Wie aus der Geschichte zu ersehen ist, ist das Priestertum der bevorzugte Tummelplatz des sadomasochistischen Charakters. Die Unterwerfung unter die als allmächtig und allwissend oder zumindest jede menschliche Macht turmhoch überragend vorgestellte Gottheit, lässt die Priester einen Herrschaftsanspruch über die Menschen erheben, der keine Beschränkung kennt. Ein eindrucksvolles Beispiel hierfür unter vielen ist etwa die Bulle »Unam sanctam« des Papstes BONIFATIUS VIII. (Benedetto GAETANI, 1225-1303, Papst seit 1294) aus dem Jahr 1302, worin ausgeführt wird: „So erklären, sagen und bestimmen Wir, dass jedes menschliche Geschöpf dem Bischof von Rom unterworfen sein muss und dass dies ganz und gar heilsnotwendig ist.“36 Dieser Satz ist der krönende Schlusssatz eines Dokuments, das als Musterbeispiel narzisstischer Größen- und Allmachtsfantasien gelten kann. BONIFATIUS VIII. erhebt sich darin selbst zur Göttlichkeit, wenn er über die Autorität der Kirche – und damit seine Autorität meinend – schreibt: „Diese Autorität aber, auch wenn sie einem Menschen gegeben ist und von einem Menschen ausgeübt wird, ist nicht menschlich, sondern vielmehr göttlich: aus göttlichem Munde wurde sie dem Petrus und seinen Nachfolgern gegeben [...]. Wer sich jedoch dieser von Gott gegebenen Gewalt widersetzt, widersetzt sich der Anordnung Gottes.“37 Ihr Sadismus beflügelt die Fantasie der Priester auch bei der Ausmalung der Strafen, welchen denen drohen, die sich den priesterlichen Machtansprüchen widersetzen. Die von den Priestern in düsteren Farben gemalten Bilder einer Unterwelt oder Hölle erwiesen sich immer wieder als brauchbares Mittel zur Einschüchterung der Gläubigen. Dass die Lehre von der Hölle im Katholizismus kein totes Holz ist, zeigt sich immer wieder. Hierzu nur zwei Beispiele: In den sechziger Jahren verfasste Georges PANNETON (1892-1978) ein zweibändiges Werk über Himmel und Hölle, in

 


 

34 Peter Stiegnitz: Sekten und Freikirchen; Religiöse Antworten auf psychologische Fragen und Bedürfnisse? Wien: hpt-Verlag 1989. S. 43.

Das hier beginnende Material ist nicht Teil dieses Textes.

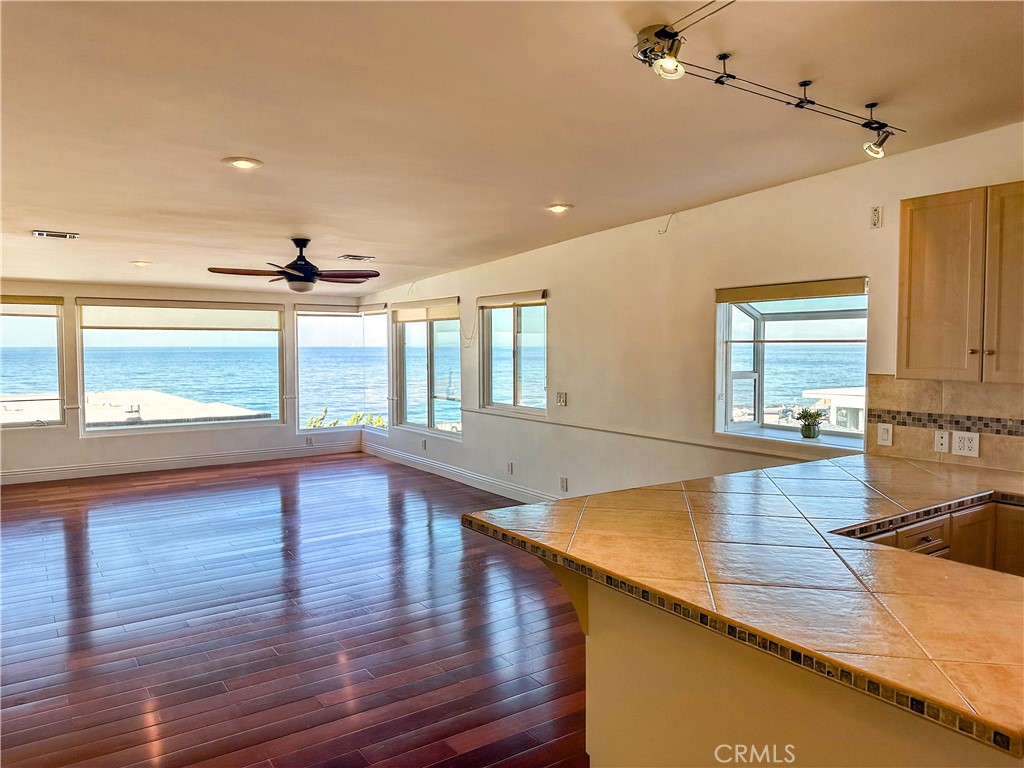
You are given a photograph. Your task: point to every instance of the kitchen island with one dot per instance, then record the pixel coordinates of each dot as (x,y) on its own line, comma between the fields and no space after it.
(727,623)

35 In vielen Märchen und Sagen stehen die vergessene magische Formel und die Gefahren, die daraus erwachsen können, im Mittelpunkt. Man denke nur an die Geschichte vom Zauberlehrling, der die Geister, die er rief, nicht mehr los wird.

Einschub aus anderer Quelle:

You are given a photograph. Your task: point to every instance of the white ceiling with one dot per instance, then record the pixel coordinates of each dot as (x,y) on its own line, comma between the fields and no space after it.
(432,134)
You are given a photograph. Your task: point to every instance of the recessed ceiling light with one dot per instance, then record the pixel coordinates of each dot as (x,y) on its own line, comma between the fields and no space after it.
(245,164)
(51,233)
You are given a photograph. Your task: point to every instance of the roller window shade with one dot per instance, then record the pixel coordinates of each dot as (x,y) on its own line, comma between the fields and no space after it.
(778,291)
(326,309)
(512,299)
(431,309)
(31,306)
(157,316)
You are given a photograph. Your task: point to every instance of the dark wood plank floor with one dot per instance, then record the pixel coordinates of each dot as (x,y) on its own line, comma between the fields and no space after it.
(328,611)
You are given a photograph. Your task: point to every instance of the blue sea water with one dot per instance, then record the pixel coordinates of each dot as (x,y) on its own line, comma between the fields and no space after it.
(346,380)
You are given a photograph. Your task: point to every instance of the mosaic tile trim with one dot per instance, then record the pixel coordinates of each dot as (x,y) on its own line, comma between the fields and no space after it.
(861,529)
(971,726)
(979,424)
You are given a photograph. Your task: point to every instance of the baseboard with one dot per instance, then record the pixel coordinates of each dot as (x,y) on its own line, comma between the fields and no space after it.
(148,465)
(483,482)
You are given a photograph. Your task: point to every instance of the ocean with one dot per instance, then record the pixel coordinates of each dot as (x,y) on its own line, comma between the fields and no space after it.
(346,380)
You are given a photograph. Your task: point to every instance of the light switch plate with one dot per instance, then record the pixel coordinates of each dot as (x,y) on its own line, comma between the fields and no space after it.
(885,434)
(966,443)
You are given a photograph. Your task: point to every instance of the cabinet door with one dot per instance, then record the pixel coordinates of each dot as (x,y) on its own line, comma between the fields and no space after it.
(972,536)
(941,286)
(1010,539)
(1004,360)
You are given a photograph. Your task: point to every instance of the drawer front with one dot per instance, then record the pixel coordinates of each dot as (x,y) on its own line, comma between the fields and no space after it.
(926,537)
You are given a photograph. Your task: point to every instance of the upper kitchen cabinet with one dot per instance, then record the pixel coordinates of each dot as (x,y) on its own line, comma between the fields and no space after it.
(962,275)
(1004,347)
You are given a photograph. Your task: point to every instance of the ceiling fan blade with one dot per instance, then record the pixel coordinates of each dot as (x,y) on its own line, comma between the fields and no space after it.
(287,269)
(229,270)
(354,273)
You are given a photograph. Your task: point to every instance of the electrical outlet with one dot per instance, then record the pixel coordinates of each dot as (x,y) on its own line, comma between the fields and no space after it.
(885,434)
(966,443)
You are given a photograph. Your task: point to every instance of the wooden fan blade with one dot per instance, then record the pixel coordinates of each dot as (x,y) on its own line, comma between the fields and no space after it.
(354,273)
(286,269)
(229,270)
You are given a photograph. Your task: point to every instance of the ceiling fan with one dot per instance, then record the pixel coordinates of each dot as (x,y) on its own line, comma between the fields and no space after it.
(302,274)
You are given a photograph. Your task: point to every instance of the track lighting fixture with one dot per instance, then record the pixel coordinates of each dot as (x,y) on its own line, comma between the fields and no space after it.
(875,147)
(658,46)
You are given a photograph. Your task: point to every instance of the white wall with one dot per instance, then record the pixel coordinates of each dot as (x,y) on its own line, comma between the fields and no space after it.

36 „Porro subesse Romano Pontifici omni humanae creaturae declaramus, dicimus et definimus, omnino esse de necessitate salutis.” (Carl Mirbt: Quellen zur Geschichte des Papsttums und des römischen Katholizismus. Tübingen: Mohr – Siebeck 31922, S. 164.)

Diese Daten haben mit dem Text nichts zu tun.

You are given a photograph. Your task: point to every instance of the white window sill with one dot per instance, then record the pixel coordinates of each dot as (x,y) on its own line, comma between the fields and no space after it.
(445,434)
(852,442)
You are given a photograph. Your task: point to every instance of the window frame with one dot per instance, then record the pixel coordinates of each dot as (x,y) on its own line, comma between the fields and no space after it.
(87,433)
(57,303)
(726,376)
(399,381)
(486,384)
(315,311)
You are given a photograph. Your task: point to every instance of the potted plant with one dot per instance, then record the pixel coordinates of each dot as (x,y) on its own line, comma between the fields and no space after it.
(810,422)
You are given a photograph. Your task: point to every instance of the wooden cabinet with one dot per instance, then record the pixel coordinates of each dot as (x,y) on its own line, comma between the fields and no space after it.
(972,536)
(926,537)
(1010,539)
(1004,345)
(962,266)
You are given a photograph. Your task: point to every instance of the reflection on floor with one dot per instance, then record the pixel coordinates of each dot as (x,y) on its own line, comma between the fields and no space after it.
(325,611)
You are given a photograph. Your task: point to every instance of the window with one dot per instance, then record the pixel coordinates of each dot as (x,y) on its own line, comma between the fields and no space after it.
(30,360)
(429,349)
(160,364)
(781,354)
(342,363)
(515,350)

37 „Est autem haec auctoritas, etsi data sit homini, et exerceatur per hominem, non humana, sed potius divina potestas, ore divino Petro data, sibique suisque successoribus [...]. Quicunque igitur huic potestati a Deo ordninatae resistit, Dei ordinationem resistit […]”. (Carl Mirbt: Quellen zur Geschichte des Papsttums und des römischen Katholizismus. Tübingen: Mohr – Siebeck 31922, S. 163-164.)